You can also download the full results as a csv, if that's easier.

The result: east coast of North America good, right on the Atlantic better

The best places are all in North America, which is probably not a total surprise given that it's a pretty dense cluster of English speakers with another cluster not all that far away (in latency terms) in the UK/ROI and then a lot of English-as-a-second-language speakers in Europe. Being right on the Atlantic is best of all: New Jersey and New York state have many of the best places for p99 and it doesn't vary too much, at the top, between p50 and p99.

If you're wondering why small New Jersey towns like Secaucus and Piscataway are so well connected - they have big data centres used by America's financial sector.

As it stands, my server is currently in Helsinki. That's because, unusually for Finland, it was the cheapest option. I only pay about three quid a month for this server.
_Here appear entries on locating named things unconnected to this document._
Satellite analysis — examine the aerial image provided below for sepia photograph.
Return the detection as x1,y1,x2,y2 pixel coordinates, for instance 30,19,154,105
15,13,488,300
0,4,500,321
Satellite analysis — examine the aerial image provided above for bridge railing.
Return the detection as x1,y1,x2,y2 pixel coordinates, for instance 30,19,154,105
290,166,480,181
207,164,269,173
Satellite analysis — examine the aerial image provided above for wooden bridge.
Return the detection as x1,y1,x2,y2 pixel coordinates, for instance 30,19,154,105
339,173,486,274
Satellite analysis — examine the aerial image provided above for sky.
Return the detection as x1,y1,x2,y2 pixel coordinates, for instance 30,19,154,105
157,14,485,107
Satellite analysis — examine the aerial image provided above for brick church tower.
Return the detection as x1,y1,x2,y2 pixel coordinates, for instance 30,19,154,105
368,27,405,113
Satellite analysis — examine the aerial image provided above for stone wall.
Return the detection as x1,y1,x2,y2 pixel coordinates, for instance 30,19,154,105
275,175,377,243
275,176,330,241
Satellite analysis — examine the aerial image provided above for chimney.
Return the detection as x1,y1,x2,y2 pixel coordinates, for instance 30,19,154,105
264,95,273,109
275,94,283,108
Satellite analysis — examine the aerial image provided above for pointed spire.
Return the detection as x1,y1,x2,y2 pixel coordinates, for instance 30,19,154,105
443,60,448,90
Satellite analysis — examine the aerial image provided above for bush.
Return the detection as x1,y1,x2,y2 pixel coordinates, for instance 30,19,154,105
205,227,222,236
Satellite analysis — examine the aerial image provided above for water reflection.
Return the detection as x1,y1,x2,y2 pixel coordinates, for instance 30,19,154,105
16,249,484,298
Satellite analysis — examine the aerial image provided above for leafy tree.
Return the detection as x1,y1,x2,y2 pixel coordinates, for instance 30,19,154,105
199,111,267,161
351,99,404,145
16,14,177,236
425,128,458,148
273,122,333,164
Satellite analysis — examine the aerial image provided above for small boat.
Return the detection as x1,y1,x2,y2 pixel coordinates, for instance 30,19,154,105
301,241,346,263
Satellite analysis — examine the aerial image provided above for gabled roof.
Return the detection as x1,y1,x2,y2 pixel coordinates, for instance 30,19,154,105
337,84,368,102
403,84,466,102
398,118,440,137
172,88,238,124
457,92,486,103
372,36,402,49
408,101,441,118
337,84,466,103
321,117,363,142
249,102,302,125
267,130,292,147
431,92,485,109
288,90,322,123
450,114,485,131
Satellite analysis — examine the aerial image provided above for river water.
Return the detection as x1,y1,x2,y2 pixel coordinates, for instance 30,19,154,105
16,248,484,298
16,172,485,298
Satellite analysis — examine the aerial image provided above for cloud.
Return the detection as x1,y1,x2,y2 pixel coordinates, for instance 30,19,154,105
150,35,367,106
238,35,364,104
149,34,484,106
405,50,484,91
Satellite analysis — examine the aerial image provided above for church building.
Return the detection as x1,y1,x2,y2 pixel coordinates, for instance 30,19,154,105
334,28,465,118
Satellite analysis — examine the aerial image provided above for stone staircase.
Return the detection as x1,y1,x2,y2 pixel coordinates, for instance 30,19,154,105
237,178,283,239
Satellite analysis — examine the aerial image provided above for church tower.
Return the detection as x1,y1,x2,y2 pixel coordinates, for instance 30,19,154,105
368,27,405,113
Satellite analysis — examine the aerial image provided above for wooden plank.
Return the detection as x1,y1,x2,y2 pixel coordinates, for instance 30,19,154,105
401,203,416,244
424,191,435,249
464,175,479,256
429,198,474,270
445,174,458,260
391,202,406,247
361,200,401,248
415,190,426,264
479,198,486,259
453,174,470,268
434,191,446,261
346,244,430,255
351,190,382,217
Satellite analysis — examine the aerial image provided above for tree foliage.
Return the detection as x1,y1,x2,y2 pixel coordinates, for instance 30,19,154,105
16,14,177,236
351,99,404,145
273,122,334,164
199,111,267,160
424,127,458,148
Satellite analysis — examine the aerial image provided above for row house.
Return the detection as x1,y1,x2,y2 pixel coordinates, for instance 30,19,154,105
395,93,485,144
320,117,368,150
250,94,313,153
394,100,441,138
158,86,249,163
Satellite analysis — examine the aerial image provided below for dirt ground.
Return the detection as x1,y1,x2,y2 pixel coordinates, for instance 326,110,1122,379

If I moved it to somewhere in New Jersey, and spent more, users would definitely save time in aggregate: half of roundtrips would be completed in 75ms rather than 105ms, a saving of 30%. Over several roundtrips that would probably mount up to around a sixth of a second off the average of first-time page loads, which is not too bad. In case you can't tell, this website isn't hugely taxing for web browsers to render so cuts in the network wait time would make it considerably quicker.

Since I don't dynamically generate anything on this site, the truth is that I'd be best off with a CDN. That would really save a lot of time for everyone: it's nearly twice as good to be served from a CDN (~40ms) than to be in the fastest place (71ms).
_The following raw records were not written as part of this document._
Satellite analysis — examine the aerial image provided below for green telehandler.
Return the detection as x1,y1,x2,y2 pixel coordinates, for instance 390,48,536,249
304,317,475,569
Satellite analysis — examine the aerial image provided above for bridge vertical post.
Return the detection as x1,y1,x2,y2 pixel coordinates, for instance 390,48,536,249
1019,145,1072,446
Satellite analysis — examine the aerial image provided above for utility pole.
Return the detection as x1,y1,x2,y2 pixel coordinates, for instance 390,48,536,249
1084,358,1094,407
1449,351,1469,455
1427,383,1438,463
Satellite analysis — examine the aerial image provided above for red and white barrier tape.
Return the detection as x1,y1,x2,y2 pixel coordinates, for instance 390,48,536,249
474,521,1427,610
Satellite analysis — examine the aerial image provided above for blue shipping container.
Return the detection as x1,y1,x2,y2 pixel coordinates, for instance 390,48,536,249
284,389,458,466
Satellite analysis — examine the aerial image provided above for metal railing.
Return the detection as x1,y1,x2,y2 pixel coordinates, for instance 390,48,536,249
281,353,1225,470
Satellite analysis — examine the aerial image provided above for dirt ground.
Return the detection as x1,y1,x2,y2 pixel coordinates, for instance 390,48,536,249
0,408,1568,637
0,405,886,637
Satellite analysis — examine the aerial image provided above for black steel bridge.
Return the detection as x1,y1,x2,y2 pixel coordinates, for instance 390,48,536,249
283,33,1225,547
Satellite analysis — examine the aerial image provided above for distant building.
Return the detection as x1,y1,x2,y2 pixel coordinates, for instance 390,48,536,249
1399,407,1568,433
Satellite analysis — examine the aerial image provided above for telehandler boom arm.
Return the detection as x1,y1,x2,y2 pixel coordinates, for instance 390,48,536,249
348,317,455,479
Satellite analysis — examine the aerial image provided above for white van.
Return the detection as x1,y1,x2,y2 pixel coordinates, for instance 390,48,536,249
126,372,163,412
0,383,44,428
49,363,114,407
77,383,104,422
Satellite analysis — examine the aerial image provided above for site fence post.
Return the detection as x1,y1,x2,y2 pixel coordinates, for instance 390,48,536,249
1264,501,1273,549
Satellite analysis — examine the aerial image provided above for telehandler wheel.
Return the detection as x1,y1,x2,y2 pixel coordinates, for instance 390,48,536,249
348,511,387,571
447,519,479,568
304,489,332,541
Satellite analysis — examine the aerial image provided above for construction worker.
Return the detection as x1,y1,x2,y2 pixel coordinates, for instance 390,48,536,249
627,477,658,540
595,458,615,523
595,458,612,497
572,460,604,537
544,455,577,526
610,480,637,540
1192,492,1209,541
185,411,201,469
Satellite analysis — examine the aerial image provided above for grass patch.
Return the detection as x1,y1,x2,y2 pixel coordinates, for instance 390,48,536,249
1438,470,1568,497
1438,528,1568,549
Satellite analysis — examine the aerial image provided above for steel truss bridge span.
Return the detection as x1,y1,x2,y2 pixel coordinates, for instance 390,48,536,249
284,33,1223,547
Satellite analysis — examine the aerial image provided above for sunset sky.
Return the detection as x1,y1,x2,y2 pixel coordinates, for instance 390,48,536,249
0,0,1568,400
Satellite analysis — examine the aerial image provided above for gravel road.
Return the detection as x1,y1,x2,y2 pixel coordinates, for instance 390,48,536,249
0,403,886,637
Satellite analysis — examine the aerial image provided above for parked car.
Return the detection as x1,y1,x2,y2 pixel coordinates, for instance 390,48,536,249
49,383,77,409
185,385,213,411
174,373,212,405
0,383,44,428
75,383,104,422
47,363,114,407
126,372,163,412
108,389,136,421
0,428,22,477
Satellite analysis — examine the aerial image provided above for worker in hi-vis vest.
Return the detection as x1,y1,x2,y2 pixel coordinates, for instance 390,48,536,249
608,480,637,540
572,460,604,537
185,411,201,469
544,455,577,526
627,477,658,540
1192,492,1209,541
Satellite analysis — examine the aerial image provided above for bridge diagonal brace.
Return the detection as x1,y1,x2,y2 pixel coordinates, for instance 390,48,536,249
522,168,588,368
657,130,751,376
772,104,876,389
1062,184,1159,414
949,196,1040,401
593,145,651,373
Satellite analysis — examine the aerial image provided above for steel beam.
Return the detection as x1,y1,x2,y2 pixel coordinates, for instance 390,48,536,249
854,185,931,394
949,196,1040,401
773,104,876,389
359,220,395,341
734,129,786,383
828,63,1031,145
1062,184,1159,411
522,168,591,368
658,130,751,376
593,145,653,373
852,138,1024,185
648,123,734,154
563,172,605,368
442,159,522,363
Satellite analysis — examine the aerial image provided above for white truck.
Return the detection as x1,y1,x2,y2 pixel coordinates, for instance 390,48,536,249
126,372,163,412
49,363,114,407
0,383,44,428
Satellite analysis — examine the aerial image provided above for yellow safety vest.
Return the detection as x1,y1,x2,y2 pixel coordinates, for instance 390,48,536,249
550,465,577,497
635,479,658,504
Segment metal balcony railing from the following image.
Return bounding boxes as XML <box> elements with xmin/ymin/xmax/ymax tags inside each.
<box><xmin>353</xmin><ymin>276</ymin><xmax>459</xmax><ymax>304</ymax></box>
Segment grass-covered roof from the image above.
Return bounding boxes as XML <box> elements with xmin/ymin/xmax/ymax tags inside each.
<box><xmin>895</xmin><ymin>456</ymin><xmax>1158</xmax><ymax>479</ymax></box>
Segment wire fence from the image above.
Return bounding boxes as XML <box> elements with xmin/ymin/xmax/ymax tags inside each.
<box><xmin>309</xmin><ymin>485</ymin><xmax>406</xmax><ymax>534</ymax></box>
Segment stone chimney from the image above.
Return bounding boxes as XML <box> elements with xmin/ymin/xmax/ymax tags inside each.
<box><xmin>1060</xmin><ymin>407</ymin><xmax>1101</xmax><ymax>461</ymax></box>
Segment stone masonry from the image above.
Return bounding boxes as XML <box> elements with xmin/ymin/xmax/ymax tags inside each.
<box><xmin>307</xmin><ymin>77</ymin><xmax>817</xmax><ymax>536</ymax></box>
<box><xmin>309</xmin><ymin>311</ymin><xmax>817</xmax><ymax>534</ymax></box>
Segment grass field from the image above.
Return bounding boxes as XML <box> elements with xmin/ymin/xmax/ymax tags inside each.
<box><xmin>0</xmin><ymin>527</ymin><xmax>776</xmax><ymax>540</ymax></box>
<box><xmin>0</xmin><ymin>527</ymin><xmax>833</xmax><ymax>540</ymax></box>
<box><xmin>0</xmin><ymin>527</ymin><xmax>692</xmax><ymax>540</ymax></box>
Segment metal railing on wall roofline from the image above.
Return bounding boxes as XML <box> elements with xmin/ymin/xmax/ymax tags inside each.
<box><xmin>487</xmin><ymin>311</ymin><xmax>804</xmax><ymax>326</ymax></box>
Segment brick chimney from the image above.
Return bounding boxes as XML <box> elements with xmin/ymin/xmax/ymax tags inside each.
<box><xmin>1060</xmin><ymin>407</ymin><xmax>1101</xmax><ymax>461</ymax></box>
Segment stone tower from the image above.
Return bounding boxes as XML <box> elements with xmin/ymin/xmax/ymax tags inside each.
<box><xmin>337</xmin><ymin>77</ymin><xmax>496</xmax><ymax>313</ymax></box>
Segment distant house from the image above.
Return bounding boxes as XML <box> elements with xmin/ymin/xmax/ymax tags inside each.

How this might change over time

Latencies aren't fixed and they might improve over time. Here's a table of roundtrip latencies from London to other world cities with more than 5 million people, comparing against the theoretical maximum speed, the speed of light:

City name Distance (km) Real latency Theoretical max Slowdown factor
New York 5,585 71 37 1.9
Lima 10,160 162 68 2.4
Jakarta 11,719 194 78 2.5
Cairo 3,513 60 23 2.6
St Petersburg 2,105 38 14 2.7
Bangalore 8,041 144 54 2.7
Bogota 8,500 160 57 2.8
Buenos Aires 11,103 220 74 3.0
Lagos 5,006 99 33 3.0
Moscow 2,508 51 17 3.0
Sao Paulo 9,473 193 63 3.1
Bangkok 9,543 213 64 3.3
Hong Kong 9,644 221 64 3.4
Istanbul 2,504 60 17 3.6
Lahore 6,298 151 42 3.6
Tokyo 9,582 239 64 3.7
Hangzhou 9,237 232 62 3.8
Shanghai 9,217 241 61 3.9
Mumbai 7,200 190 48 4.0
Taipei 9,800 268 65 4.1
Dhaka 8,017 229 53 4.3
Seoul 8,880 269 59 4.5

(Please note, a correction: the above table previously compared real roundtrips with theoretical straight line journeys - this has now been corrected, for more details see these two comments for discussion and more details - like how part of this is due to the nature of fibre optic cables and submarine cable curvature.)
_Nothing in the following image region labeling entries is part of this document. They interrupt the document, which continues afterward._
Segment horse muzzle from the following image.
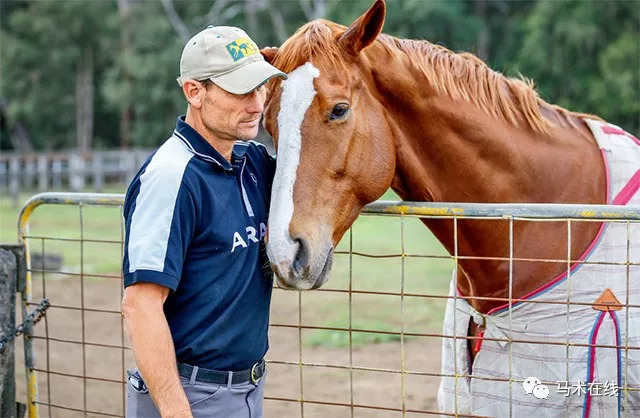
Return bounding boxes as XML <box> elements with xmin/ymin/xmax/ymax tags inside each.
<box><xmin>267</xmin><ymin>238</ymin><xmax>333</xmax><ymax>290</ymax></box>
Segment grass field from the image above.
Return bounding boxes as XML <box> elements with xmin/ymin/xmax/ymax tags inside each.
<box><xmin>0</xmin><ymin>189</ymin><xmax>453</xmax><ymax>347</ymax></box>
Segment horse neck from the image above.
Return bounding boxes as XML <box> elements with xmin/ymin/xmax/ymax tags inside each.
<box><xmin>364</xmin><ymin>42</ymin><xmax>606</xmax><ymax>312</ymax></box>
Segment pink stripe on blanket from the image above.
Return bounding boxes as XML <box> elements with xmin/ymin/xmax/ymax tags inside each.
<box><xmin>612</xmin><ymin>169</ymin><xmax>640</xmax><ymax>205</ymax></box>
<box><xmin>602</xmin><ymin>125</ymin><xmax>640</xmax><ymax>145</ymax></box>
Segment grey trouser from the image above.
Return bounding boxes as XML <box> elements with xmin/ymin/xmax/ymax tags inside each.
<box><xmin>126</xmin><ymin>372</ymin><xmax>266</xmax><ymax>418</ymax></box>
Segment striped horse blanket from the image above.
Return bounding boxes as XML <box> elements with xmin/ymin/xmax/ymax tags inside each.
<box><xmin>438</xmin><ymin>119</ymin><xmax>640</xmax><ymax>417</ymax></box>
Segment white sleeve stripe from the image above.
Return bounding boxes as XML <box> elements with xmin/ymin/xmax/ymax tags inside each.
<box><xmin>128</xmin><ymin>137</ymin><xmax>193</xmax><ymax>273</ymax></box>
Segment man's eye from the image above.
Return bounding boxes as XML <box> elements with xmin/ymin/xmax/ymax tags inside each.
<box><xmin>329</xmin><ymin>103</ymin><xmax>349</xmax><ymax>120</ymax></box>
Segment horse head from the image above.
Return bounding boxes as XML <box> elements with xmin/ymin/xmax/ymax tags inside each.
<box><xmin>261</xmin><ymin>0</ymin><xmax>395</xmax><ymax>290</ymax></box>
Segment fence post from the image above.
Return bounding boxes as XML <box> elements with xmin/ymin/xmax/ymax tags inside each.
<box><xmin>92</xmin><ymin>151</ymin><xmax>104</xmax><ymax>193</ymax></box>
<box><xmin>38</xmin><ymin>154</ymin><xmax>49</xmax><ymax>192</ymax></box>
<box><xmin>0</xmin><ymin>246</ymin><xmax>24</xmax><ymax>417</ymax></box>
<box><xmin>9</xmin><ymin>156</ymin><xmax>20</xmax><ymax>208</ymax></box>
<box><xmin>51</xmin><ymin>157</ymin><xmax>62</xmax><ymax>191</ymax></box>
<box><xmin>69</xmin><ymin>153</ymin><xmax>85</xmax><ymax>192</ymax></box>
<box><xmin>24</xmin><ymin>157</ymin><xmax>36</xmax><ymax>190</ymax></box>
<box><xmin>0</xmin><ymin>160</ymin><xmax>9</xmax><ymax>194</ymax></box>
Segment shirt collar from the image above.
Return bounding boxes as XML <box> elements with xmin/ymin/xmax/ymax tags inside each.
<box><xmin>173</xmin><ymin>115</ymin><xmax>248</xmax><ymax>171</ymax></box>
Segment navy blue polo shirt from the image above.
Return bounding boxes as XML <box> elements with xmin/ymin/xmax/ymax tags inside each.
<box><xmin>123</xmin><ymin>117</ymin><xmax>275</xmax><ymax>371</ymax></box>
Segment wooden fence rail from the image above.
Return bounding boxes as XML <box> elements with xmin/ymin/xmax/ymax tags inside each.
<box><xmin>0</xmin><ymin>149</ymin><xmax>151</xmax><ymax>206</ymax></box>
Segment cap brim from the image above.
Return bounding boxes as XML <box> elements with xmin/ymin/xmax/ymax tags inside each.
<box><xmin>211</xmin><ymin>60</ymin><xmax>287</xmax><ymax>94</ymax></box>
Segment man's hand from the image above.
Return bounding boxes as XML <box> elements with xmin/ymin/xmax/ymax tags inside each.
<box><xmin>122</xmin><ymin>283</ymin><xmax>192</xmax><ymax>418</ymax></box>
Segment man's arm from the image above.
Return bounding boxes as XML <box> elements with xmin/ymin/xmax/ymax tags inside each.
<box><xmin>122</xmin><ymin>283</ymin><xmax>192</xmax><ymax>417</ymax></box>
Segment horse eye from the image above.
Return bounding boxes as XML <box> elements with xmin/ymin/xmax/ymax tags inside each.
<box><xmin>329</xmin><ymin>103</ymin><xmax>349</xmax><ymax>120</ymax></box>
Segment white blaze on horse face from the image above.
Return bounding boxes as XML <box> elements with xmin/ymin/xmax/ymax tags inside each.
<box><xmin>267</xmin><ymin>62</ymin><xmax>320</xmax><ymax>273</ymax></box>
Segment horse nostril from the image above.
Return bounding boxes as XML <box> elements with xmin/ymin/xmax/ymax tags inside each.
<box><xmin>293</xmin><ymin>237</ymin><xmax>310</xmax><ymax>276</ymax></box>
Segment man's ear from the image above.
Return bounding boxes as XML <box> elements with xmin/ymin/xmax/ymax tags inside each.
<box><xmin>182</xmin><ymin>79</ymin><xmax>204</xmax><ymax>108</ymax></box>
<box><xmin>260</xmin><ymin>46</ymin><xmax>278</xmax><ymax>64</ymax></box>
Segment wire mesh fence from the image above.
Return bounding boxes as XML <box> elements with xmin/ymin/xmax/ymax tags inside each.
<box><xmin>13</xmin><ymin>193</ymin><xmax>640</xmax><ymax>417</ymax></box>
As you can see, New York's latency is within a factor of 2 of the speed of light but routes to other places like Dhaka and Seoul are much slower: being 4 times the speed of light. There are probably understandable reasons why the London to New York route has been so well optimised though I doubt it hurts that it's mostly ocean between them, so that undersea cables can run directly. Getting to Seoul or Dhaka will be a more circuitous route.

I should probably mention that new protocols promise to reduce the number of round trips. TLS 1.3 can create an encrypted session with one round trip rather than two and HTTP3 can club together the HTTP round trip with the TLS one, meaning you now only need three: one for DNS, one single roundtrip for both a connecton and an encrypted session and then finally a third for the subject of your request.

One false hope some people seem to have is that new protocols like HTTP3 do away with the need for Javascript/CSS bundling. That is based on a misunderstanding: while HTTP/3 will remove some initial roundtrips it does not remove subsequent roundtrips for extra Javascript or CSS. So bundling is sadly here to stay.

Data weaknesses

While I think this is an interesting exercise - and hopefully indicative - I should be honest and say that the quality of the data I'm using is solidly in the "medium-to-poor" category.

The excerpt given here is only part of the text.